Access output tables

Runner only

Consumer (runner) only

No

Access shared output tables

Yes

Yes

Yes

Trigger runs

Yes

Yes

No

Auto-approval rules

Yes

No

No

Security and trust model

Because the consumer cannot inspect the provider's notebook or JAR code, the consumer must trust that the provider's code behaves as described, similar to using a private library.

The clean room's egress network policy controls whether the provider's code can reach the internet or specific external endpoints. If egress is open, or if it allows endpoints that the consumer is not comfortable with, the provider's code could potentially send the consumer's data outside the clean room.

Before you contribute sensitive data to a packaged clean room, review its egress network policy. See What is serverless egress control?.

Before you begin

  • Packaged mode is set when the clean room is created and cannot be changed afterward.

Create a packaged clean room

Either the provider or the consumer can create a packaged clean room. The steps are the same as for an approval-based clean room, except that you select the packaged clean room type and designate the package provider.

  1. In your Databricks workspace, click Data icon. Catalog.
  2. In the upper-right side, click Share > Clean Rooms.
  3. Click Create Clean Room.
  4. Under Clean room type, select Packaged Clean Room.
  5. Enter a Clean Room name and select the Region for the central clean room.
  6. Under Collaborator details, enter the Clean Room sharing identifier for the other collaborator, then click Add collaborator.
  7. For Designated Clean Room package provider, select You or Invited collaborator to choose which collaborator is the package provider. The package provider's assets are hidden from the other collaborator.
  8. Click Create clean room.

Packaged mode is set when the clean room is created and cannot be changed afterward.

Provider tasks

As the provider, you supply the notebooks, JARs, and data, and you can monitor the runs that the consumer triggers.

  • Add notebooks, JARs, and data assets: Add your assets the same way you would in an approval-based clean room. See Step 3. Add data assets and notebooks to the clean room. Your assets are visible only to you, and you cannot see the consumer's data assets.

  • Monitor run history: The consumer triggers runs that use your notebooks and JARs. You can see the consumer's runs in the run history, but you cannot view the run output. See Monitor clean room notebook runs.

Consumer tasks

As the consumer, you contribute your own data, trigger runs against the provider's code, and view the results.

  • Open the packaged clean room: You see the names of the provider's notebooks and JARs, but not their source code.

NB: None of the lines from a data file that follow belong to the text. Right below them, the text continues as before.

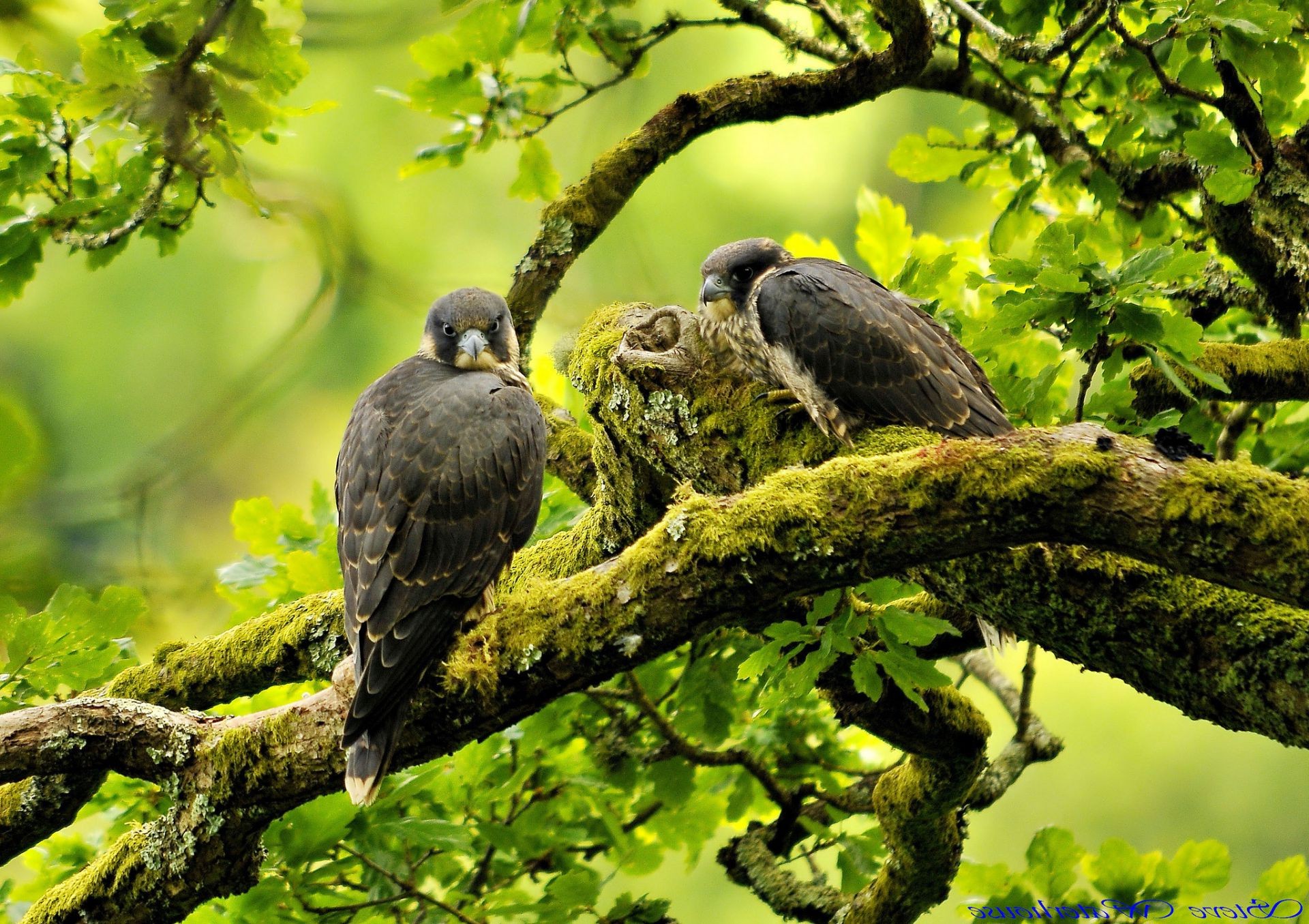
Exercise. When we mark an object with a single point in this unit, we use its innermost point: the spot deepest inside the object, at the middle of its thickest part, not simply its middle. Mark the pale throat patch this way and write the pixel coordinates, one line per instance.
(428, 347)
(486, 361)
(719, 309)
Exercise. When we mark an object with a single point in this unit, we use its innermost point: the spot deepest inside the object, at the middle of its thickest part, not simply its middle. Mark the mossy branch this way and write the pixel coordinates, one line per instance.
(582, 212)
(1260, 372)
(799, 532)
(740, 542)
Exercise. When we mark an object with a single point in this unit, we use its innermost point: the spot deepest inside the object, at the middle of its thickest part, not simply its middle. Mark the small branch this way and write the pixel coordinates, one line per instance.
(842, 28)
(1232, 430)
(148, 207)
(918, 803)
(1260, 372)
(753, 14)
(706, 757)
(202, 37)
(570, 224)
(1173, 173)
(569, 451)
(409, 889)
(89, 733)
(1216, 293)
(751, 863)
(1171, 87)
(1029, 679)
(1095, 355)
(1031, 743)
(1024, 48)
(623, 70)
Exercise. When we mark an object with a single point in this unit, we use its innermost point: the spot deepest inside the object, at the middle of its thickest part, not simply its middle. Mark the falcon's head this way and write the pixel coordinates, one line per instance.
(472, 329)
(731, 273)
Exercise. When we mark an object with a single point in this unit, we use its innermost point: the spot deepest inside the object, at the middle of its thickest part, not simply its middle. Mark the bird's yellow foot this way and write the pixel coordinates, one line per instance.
(778, 397)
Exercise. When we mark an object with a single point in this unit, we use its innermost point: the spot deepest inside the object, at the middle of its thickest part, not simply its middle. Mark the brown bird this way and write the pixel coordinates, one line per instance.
(843, 346)
(438, 486)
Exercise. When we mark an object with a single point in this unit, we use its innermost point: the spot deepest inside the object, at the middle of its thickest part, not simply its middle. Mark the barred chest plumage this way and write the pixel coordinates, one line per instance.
(738, 342)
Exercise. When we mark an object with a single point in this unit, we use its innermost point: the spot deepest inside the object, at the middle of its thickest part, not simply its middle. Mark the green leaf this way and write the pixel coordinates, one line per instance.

  • Add your data assets: Click Add Input Data to add your tables, volumes, or models to the clean room. Your data is visible only to you, and the provider cannot see it.

  • Trigger a run: The provider's code runs in the clean room's secure environment with access to the data assets that both collaborators contributed.

  • View the run output: You can view the output of the run. To make results available to others, the provider's code can also write to a shared output schema that all collaborators can read. See Create and work with output tables in Databricks Clean Rooms.

Limitations

  • Packaged mode is set at clean room creation and cannot be disabled afterward.
  • Auto-approval rules are disabled for all collaborators, including the provider.